Atualizado em 20/08/2011 00:00:00
Foi assim que o secretário de Planejamento e Orçamento, Ruy Borba, se referiu a partes que nos seus quintais burlam a Lei, mas exigem o rigor quando a análise recai no quintal do vizinho.
Para o secretário Ruy Borba a Fiscalização atua nos limites de sua capacidade instalada. Mesmo assim ele espera que com o concurso público, segundo ele ‘já no prelo’, o setor possa estar mais bem estruturado e equipado, para exercer as suas funções.
Perguntado sobre quem são os personagens que agem na Cidade com ‘escrúpulos apenas quando se trata do quintal dos vizinhos’, o secretário não fez segredo: - Um dos paladinos é o ex-secretário, hoje arquiteto solo Octavinho. Ele inicia obra sem o recolhimento de taxas, e depois sai por ai em busca de lobistas para liberar o embargo. A outra figura é a Mônica Casarin Elsen. Essa se expõe como uma ‘espécie de arauto’ dos queixumes do Octavinho na Imprensa, dissertando longos textos sobre irregularidades em projetos, que mal sabe ela. ainda em exame, mas, quando se trata do seu quintal, por metro quadrado, bem aí ela pratica exponencialmente diversas irregularidades. Para se ter uma idéia; essa moçinha faz obras sem a devida autorização do Urbanismo, e com padrões desenquadrados. No seu quintal, vejam só, construiu três unidades, fora dos padrões legais, e sendo uma ZOC, nem sequer respeitou o afastamento requerido para esta zona que é de 5 metros, isso sem falar nas empenas em desajuste. Essa moça escreveu ao prefeito. Cobra-lhe resposta por e-mail. Pressiona por cima, como diriam os textos antigos: ‘com uma trave no olho, aponta ciscos nos olhos dos outros’. Enfim, é um pouco mandar os escrúpulos às favas, na hora de cobrar o que não está correto quando se trata do seu quintal – revela Borba que ainda diz mais.
- Cheia de erros no próprio quintal ela ainda ameaça tomar medidas... Que vá ao bispo, ou ao MP, caminho que percorre com freqüência, ajudando a transformar o órgão em advocacia particular sua e de seu grupo - acrescentou o secretário.
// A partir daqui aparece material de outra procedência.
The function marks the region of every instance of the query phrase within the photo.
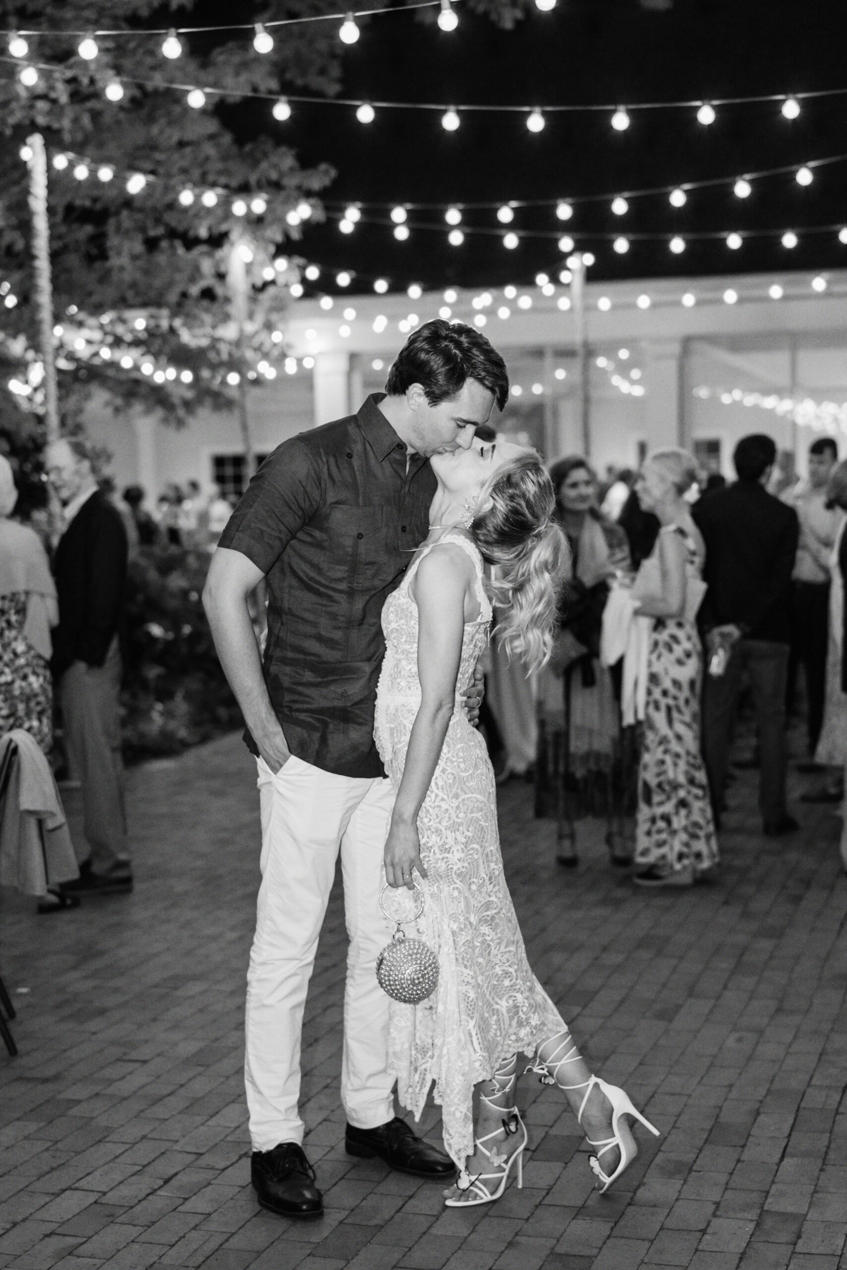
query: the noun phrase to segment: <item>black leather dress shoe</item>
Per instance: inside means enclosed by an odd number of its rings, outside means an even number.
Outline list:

O secretário Borba lembra também que o arquiteto Octavinho se ‘especializou em desenvolver projetos e aprová-los em APPS, como topos de morro e costões rochosos, sempre assegurando aos clientes, que se supõe de boa fé, com o seu repetido: ‘faça que eu seguro depois’’.
‘Not in my backyard’
- ‘Not in my backyard’ era um movimento californiano, que aqui em Búzios anda na contramão. Lá, era uma demanda coletiva; aqui, ao contrário, quer o privilégio para uns poucos - completou Borba acrescentando que são vários os casos em que o arquiteto aprova um projeto e executa outro bem diferente.
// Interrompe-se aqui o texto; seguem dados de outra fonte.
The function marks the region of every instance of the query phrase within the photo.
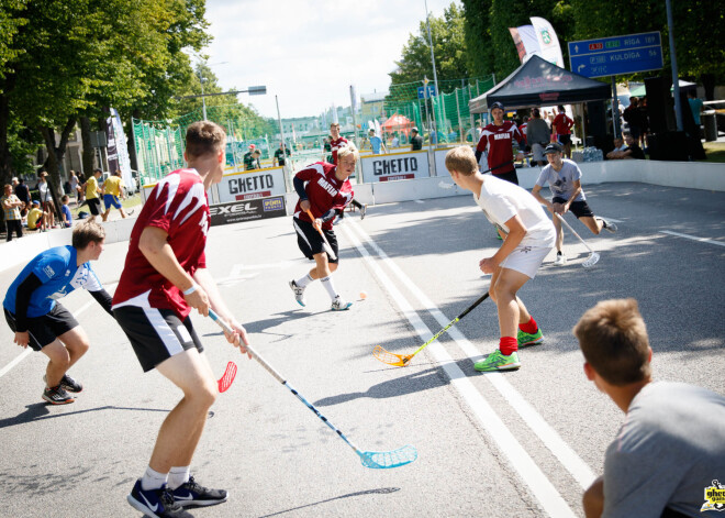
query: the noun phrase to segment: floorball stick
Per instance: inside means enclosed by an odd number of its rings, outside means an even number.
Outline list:
[[[221,379],[216,382],[216,384],[219,385],[220,394],[226,392],[232,386],[232,383],[234,382],[235,377],[236,377],[236,363],[230,362],[226,364],[226,371],[224,371],[224,374],[222,375]]]
[[[233,333],[234,331],[232,328],[230,328],[226,322],[221,320],[219,316],[212,310],[209,310],[209,316],[214,319],[214,321],[227,333]],[[297,397],[300,401],[304,404],[310,410],[314,412],[315,416],[317,416],[322,422],[327,425],[343,441],[347,443],[348,447],[350,447],[353,450],[355,450],[355,453],[358,454],[360,458],[360,461],[362,462],[362,465],[365,467],[371,467],[375,470],[387,470],[390,467],[399,467],[399,466],[404,466],[405,464],[410,464],[411,462],[415,461],[417,459],[417,450],[415,450],[415,447],[412,447],[411,444],[406,444],[402,448],[399,448],[398,450],[392,450],[392,451],[361,451],[358,449],[353,442],[350,442],[349,439],[347,439],[342,431],[339,431],[337,428],[333,426],[332,422],[327,420],[325,416],[320,414],[320,411],[312,405],[310,401],[308,401],[300,393],[298,393],[288,382],[271,365],[269,365],[265,359],[263,359],[257,352],[252,349],[249,345],[245,345],[245,349],[252,356],[261,364],[265,370],[271,374],[275,379],[277,379],[279,383],[285,385],[293,395]]]
[[[415,352],[412,354],[395,354],[391,353],[390,351],[386,351],[382,345],[376,345],[375,349],[372,350],[372,355],[381,361],[382,363],[387,363],[388,365],[392,365],[394,367],[404,367],[410,363],[410,361],[415,356],[417,353],[423,351],[425,348],[431,345],[433,342],[435,342],[443,333],[448,331],[454,324],[456,324],[461,318],[464,318],[466,315],[471,312],[479,304],[481,304],[483,300],[489,298],[489,293],[487,291],[483,294],[476,302],[471,304],[462,313],[460,313],[458,317],[453,319],[448,326],[443,328],[440,331],[435,333],[431,340],[425,342],[423,345],[417,348]]]
[[[589,257],[587,257],[587,260],[585,260],[583,263],[581,263],[581,265],[582,265],[584,268],[591,268],[591,267],[594,266],[596,263],[599,263],[599,254],[598,254],[596,252],[594,252],[594,251],[592,250],[592,247],[589,246],[589,245],[587,244],[587,242],[585,242],[583,239],[581,239],[581,236],[577,233],[577,231],[573,230],[569,223],[567,223],[567,220],[565,220],[565,219],[561,217],[560,213],[555,212],[555,214],[559,218],[559,220],[560,220],[564,224],[567,225],[567,229],[569,229],[569,230],[571,231],[572,234],[575,234],[577,238],[579,238],[579,241],[581,241],[581,243],[582,243],[584,246],[587,246],[587,250],[589,250],[589,251],[591,252],[591,255],[590,255]]]
[[[330,258],[336,260],[337,256],[335,255],[335,252],[333,252],[332,246],[330,246],[330,242],[327,241],[327,238],[325,238],[325,233],[314,222],[314,216],[312,216],[312,212],[310,212],[309,210],[306,210],[305,212],[308,213],[308,216],[312,220],[312,227],[314,227],[317,230],[317,232],[320,232],[320,235],[322,235],[322,246],[325,249],[325,252],[327,252],[327,255],[330,255]]]

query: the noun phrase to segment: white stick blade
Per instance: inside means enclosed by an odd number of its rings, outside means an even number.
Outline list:
[[[411,444],[405,444],[393,451],[366,451],[358,452],[360,461],[365,467],[373,470],[388,470],[391,467],[400,467],[417,459],[417,450]]]
[[[587,261],[584,261],[583,263],[581,263],[581,265],[584,268],[591,268],[596,263],[599,263],[599,254],[596,252],[592,252],[592,254],[589,256],[589,258]]]

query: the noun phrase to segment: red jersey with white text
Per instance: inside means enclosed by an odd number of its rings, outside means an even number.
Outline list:
[[[171,309],[183,320],[191,308],[179,288],[150,265],[138,249],[138,240],[147,227],[164,230],[177,261],[185,272],[193,275],[198,268],[207,267],[204,249],[209,224],[209,200],[196,169],[175,170],[156,184],[131,232],[113,307]]]
[[[341,181],[335,176],[337,166],[327,164],[326,162],[317,162],[309,165],[300,170],[297,178],[305,181],[304,191],[310,201],[310,212],[315,218],[321,218],[331,209],[339,209],[341,211],[353,200],[353,186],[348,179]],[[297,202],[294,207],[294,217],[302,221],[311,223],[310,217]],[[333,221],[335,218],[322,224],[323,229],[332,230]]]
[[[489,168],[492,168],[491,174],[503,175],[514,170],[512,147],[514,139],[520,144],[525,144],[524,137],[514,122],[503,121],[501,125],[490,123],[483,128],[481,140],[478,141],[476,151],[480,151],[481,153],[488,152]],[[505,165],[497,167],[501,164]]]
[[[551,125],[557,135],[569,135],[571,134],[570,128],[573,125],[573,121],[566,113],[559,113],[554,118]]]
[[[333,152],[333,164],[337,165],[337,150],[347,144],[347,139],[341,136],[336,141],[330,141],[330,148]]]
Para o secretário, a senhorinha Casarin Elsen deveria reportar o fato da sua própria experiência, com a exposição que faz sobre aquilo que lhe é encomendado.
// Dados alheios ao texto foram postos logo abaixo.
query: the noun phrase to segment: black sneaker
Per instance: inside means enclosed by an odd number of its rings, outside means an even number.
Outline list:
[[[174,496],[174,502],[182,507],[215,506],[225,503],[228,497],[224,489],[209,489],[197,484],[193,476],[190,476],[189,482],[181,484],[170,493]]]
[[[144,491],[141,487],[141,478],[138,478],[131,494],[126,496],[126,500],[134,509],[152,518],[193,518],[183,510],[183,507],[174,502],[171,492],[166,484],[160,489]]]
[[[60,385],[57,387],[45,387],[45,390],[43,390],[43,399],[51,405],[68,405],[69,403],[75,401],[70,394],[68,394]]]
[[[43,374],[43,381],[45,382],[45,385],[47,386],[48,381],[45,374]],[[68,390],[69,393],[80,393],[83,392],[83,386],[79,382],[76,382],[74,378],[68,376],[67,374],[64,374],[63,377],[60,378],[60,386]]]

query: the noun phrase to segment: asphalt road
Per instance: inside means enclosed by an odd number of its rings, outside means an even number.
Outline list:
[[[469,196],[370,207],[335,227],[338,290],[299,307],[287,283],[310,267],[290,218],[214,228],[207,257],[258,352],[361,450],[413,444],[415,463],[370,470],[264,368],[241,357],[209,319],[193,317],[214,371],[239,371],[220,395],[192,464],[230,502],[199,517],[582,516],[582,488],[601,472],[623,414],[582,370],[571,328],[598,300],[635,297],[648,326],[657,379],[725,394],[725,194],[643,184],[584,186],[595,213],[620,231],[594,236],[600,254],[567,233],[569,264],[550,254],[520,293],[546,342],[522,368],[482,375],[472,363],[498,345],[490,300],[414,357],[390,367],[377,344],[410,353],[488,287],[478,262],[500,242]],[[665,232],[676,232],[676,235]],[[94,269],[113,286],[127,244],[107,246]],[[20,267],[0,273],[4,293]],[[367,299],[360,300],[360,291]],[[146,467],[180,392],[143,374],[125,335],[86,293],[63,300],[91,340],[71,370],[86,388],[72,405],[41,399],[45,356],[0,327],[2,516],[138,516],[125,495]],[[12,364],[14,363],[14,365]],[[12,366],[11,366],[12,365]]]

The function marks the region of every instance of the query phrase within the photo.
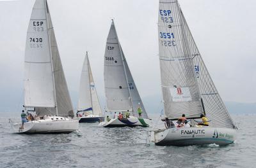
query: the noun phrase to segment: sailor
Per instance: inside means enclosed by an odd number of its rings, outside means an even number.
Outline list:
[[[125,118],[129,118],[130,116],[130,113],[129,112],[129,109],[125,113]]]
[[[110,119],[109,116],[107,116],[107,122],[109,122],[111,119]]]
[[[22,113],[20,115],[21,116],[21,123],[22,123],[22,126],[21,129],[24,129],[24,123],[25,122],[27,122],[27,115],[25,113],[25,111],[22,110]]]
[[[117,118],[117,114],[116,114],[116,112],[115,112],[115,114],[114,114],[114,118]]]
[[[140,106],[138,107],[137,111],[139,115],[139,118],[141,118],[142,109]]]
[[[204,115],[201,114],[200,117],[202,118],[202,122],[198,123],[198,125],[204,125],[209,126],[209,120],[208,118],[206,118]]]
[[[118,115],[118,118],[122,118],[122,114],[120,112],[119,112],[119,115]]]
[[[182,123],[185,123],[185,122],[187,120],[187,118],[185,117],[185,114],[183,114],[182,117],[179,118],[178,121],[179,120]]]

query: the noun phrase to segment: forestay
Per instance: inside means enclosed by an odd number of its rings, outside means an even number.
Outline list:
[[[174,119],[186,114],[187,118],[199,118],[202,106],[176,0],[160,1],[158,31],[165,116]]]
[[[35,1],[28,30],[26,43],[25,106],[35,107],[38,115],[74,116],[46,0]],[[43,64],[44,67],[40,68]],[[30,81],[36,82],[31,84]],[[50,93],[52,94],[49,96]],[[33,96],[33,94],[36,96]],[[44,96],[45,94],[48,96]],[[30,101],[30,103],[28,103],[28,100]],[[51,106],[41,103],[44,101],[50,102],[49,104]]]
[[[114,22],[111,25],[106,46],[104,83],[107,111],[132,109],[123,57]]]

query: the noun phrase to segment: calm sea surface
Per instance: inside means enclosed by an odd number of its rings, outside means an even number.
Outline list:
[[[0,167],[256,167],[256,115],[232,117],[237,140],[221,147],[157,146],[146,143],[152,128],[98,123],[80,123],[69,134],[20,135],[1,117]]]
No caso da senhora Casarin Elsen outra solução não houve senão um corretivo, e fazer com que cumpra as exigências.
Outro paladino é o arquiteto Roberto Campolina, que assina como responsável pela obra, embora diga que não acompanha obras, também incorrem impropriedades, que ele próprio cobra dos outros cumprimento.
Segundo o secretário, não é raro que o projeto aprovado seja outro quando se executa a obra, algumas vezes com o concurso do arquiteto, outras, pela ação ‘solo’ dos proprietários.
- Um dos projetos modificados, e embargado, foi o do Porto da Barra, de autoria do Octavinho. Mas o Clemente (Magalhães) procurou corrigir o desvio do arquiteto e entrou com pedido de modificação, recolhendo as taxas devidas. Esse desvio traz o imponderável ao proprietário no futuro, dificultando a obtenção do ‘habite-se’. Outro caso ganhou mais emblema. Foi o da senhora Cristina Tavares no Amarras. Era muito visível que o projeto sendo executado foi outro. Era o tipo ‘tá na cara’. O arquiteto, nesse caso o Aracri (Roberto), me contou que foi a proprietária que insistiu realizar o seu sonho, expandindo a área acima do permitido. Foi embargado, mas depois conseguiu a bênção do Judiciário local em decisão liminar, que viu iminente prejuízo caso não prosseguisse a obra, mesmo em desacordo com os padrões urbanísticos e com o memorial do condomínio. Mas esse assunto está ‘sub judice’ no Tribunal. Eu diria que são mais coisas de eminentes do que de iminente prejuízo nesse caso - contou Borba.
Ainda para o secretário, o processo de aceite de obras via de regra encobre irregularidades cometidas.